RNA-seq libraries were prepared as described41. Briefly, messenger RNA was isolated from total RNA using Dynabeads Oligo(dT), followed by first and second strands synthesis. RNA-seq libraries were prepared from fragmented double-stranded cDNA using ScriptSeq v2 (Epicenter).
Transgenic mouse reporter assay
Genomic regions covering selected GATA4 regions were amplified and inserted upstream of a minimal hsp68 promoter-LacZ reporter gene as described previously13. Transgenic mouse embryos were generated by pronuclear injection. Embryos were collected at E11.5 and stained for LacZ activity as previously described13. A region was scored as yielding positive heart activity if three or more transient transgenics from the same construct yielded a reproducible cardiac staining pattern.
Luciferase reporter assay
Genomic regions were amplified and cloned upstream of a minimal promoter in XhoI and HindIII digested pGL4.23 using the Gibson assembly method. Neonatal rat ventricular myocytes at postnatal day 1 were isolated and co-transfected with pGL4.23-enhancers and phRL-TK with X-tremeGENE HP transfection reagent (Roche), stimulated with or without 100 μM PE for 30 h before the dual luciferase assay. Luciferase activity was normalized to Renilla luciferase activity and expressed as fold change against the empty vector pGL4.23.
ChIP-seq data analysis
Illumina libraries were sequenced on a Hiseq 2000. Single end 50 nt reads were aligned to mouse reference genome (mm9) using BWA (version 0.5.9)42. Reads with no more than 2 bp mismatches and uniquely mapped to reference genome were retained. For duplicated reads with exactly the same genomic coordinates, only one read was kept. Read density was expressed as the number of reads per 10 million uniquely mapped, non-duplicated reads.
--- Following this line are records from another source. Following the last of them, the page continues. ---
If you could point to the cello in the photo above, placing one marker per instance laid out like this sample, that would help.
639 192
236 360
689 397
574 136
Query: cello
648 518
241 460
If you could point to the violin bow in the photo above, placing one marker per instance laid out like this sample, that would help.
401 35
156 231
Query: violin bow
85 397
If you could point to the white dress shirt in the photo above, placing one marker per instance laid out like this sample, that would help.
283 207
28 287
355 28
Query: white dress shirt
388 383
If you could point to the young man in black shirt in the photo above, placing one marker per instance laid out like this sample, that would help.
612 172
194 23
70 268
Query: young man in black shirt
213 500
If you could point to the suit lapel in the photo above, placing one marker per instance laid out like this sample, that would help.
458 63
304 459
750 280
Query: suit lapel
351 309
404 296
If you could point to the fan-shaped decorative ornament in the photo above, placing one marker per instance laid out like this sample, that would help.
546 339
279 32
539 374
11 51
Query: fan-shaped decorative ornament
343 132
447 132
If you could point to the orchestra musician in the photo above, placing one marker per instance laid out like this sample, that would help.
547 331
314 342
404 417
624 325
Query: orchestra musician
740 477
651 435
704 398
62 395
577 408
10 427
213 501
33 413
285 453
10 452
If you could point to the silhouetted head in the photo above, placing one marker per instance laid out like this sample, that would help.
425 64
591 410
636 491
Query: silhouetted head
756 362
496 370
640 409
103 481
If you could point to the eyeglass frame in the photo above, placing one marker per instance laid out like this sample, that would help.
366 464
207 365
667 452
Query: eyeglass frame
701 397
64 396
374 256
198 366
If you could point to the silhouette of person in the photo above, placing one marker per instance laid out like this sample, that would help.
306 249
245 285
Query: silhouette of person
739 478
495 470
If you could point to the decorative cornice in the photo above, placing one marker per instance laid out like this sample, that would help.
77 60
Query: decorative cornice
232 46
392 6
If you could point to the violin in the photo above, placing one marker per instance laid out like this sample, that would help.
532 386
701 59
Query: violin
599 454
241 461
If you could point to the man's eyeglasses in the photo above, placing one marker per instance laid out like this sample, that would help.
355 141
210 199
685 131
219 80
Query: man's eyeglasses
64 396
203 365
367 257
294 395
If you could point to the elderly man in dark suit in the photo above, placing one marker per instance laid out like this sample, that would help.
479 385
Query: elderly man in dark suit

The peak caller programme MACS (version 1.4)43 was used to identify peaks with the following parameter settings: --bw=200 --keep-dup=1. We used IGV (version 2.3)44 or the UCSC Genome Browser to visualize bigwig data tracks. For each track, read number was normalized per 10 million aligned reads. Peaks were assigned to the gene with the closest TSS. Proximal was defined within ±2 kb of the TSS, while remaining regions were defined as distal.
Aggregation plots were generated using Homer (version 3.1)45. Around 40 kb centred on each peak with 100 bp bin size was used for P300 ChIP-seq data sets, while 4 kb peak region and 10 bp bin size was used for all the other data sets. For heat maps, tag density matrices were calculated using Homer. Around 4 kb centred on each peak with 50 bp bin size was used for Fig. 5b, while 2 kb centred on each peak with 25 bp bin size was used for Fig. 7a. Values plottered were log2 transformed fold enrichment (ChIP signal divided by input signal).
Genome regions were associated to the gene with the nearest TSS.
RNA-seq analysis
Paired-end, 50 nt RNA-Seq reads were mapped to mouse reference genome (mm9) using TopHat (version 1.4.0)46 with default parameter settings. The mapped reads of each gene were counted by htseq-count (version 0.5.4)47 with the following parameter setting: -i gene_name -a 20 -s no. Expression levels for each gene were calculated by Fragments Per Kilobase of Transcript (longest transcript of gene) per Million mapped fragments (FPKM). Gene expression value was log2 transformed (FPKM+1) for further analysis. An expressed gene was defined as a gene with FPKM>0 in at least one condition. Differentially expressed genes were identified by a log2 fold change of at least 0.5
Motif analysis
De novo motif detection was analysed using DREME48 with the following parameters: -e 0.00001 -mink 5 -maxk 15. We mapped de novo motifs to a known motif database using TOM TOM49 with default settings. The Motif database was constructed from MEME suite50. Only vertebrate motifs were retained. De novo motifs that did not match known motifs were not used. Motifs with P value<10−8 identified by DREME and P value<10−3 identified by TOM TOM were collected for generating the motif heatmap. Motif occurrence within peaks was calculated with FIMO51 with default parameters for fetal, adult and shared Gata4 peaks and q value<0.5 for band Gata4 peaks.
GO analysis
The functional enrichment of peak regions for GO terms was performed using GREAT52 with default parameters. The top 20 terms in the ‘biological process’ section were used. Lists of genes were analysed for GO term enrichment using DAVID53. Terms within the top 20 ‘GOTERM_BP_FAT’ category were used.
Quantitative PCR and western blotting
Real time PCR was used to measure relative ChIP enrichment or gene expression. Quantitative PCR was performed using Sybr green chemistry (VeriQuest master mix; Affymetrix). Primer sequences are listed in Supplementary Data 5. Western blotting was performed using standard protocols. Full uncropped blots are provided in Supplementary Figs 6 and 7.
Statistical analysis
For bar charts, data is presented as mean±s.e.m. For whisker plots, the centre line indicates the median, the box represents the interquartile range, and the whiskers represent the minimum and maximum values. Hypergeometric test was used to assess the significance of overlaps in Venn diagrams. Mann–Whitney test was used to compare box plots. Statistical significance was indicated with: *P<0.05, **P<0.01, ***P<0.001, ****P<0.0001.
Additional information
Accession codes: The high throughput data used in this study are available through the Cardiovascular Development Consortium Server at https://b2b.hci.utah.edu/gnomex/. Sign in as guest. The data have also been deposited at GEO, accession number GSE52123.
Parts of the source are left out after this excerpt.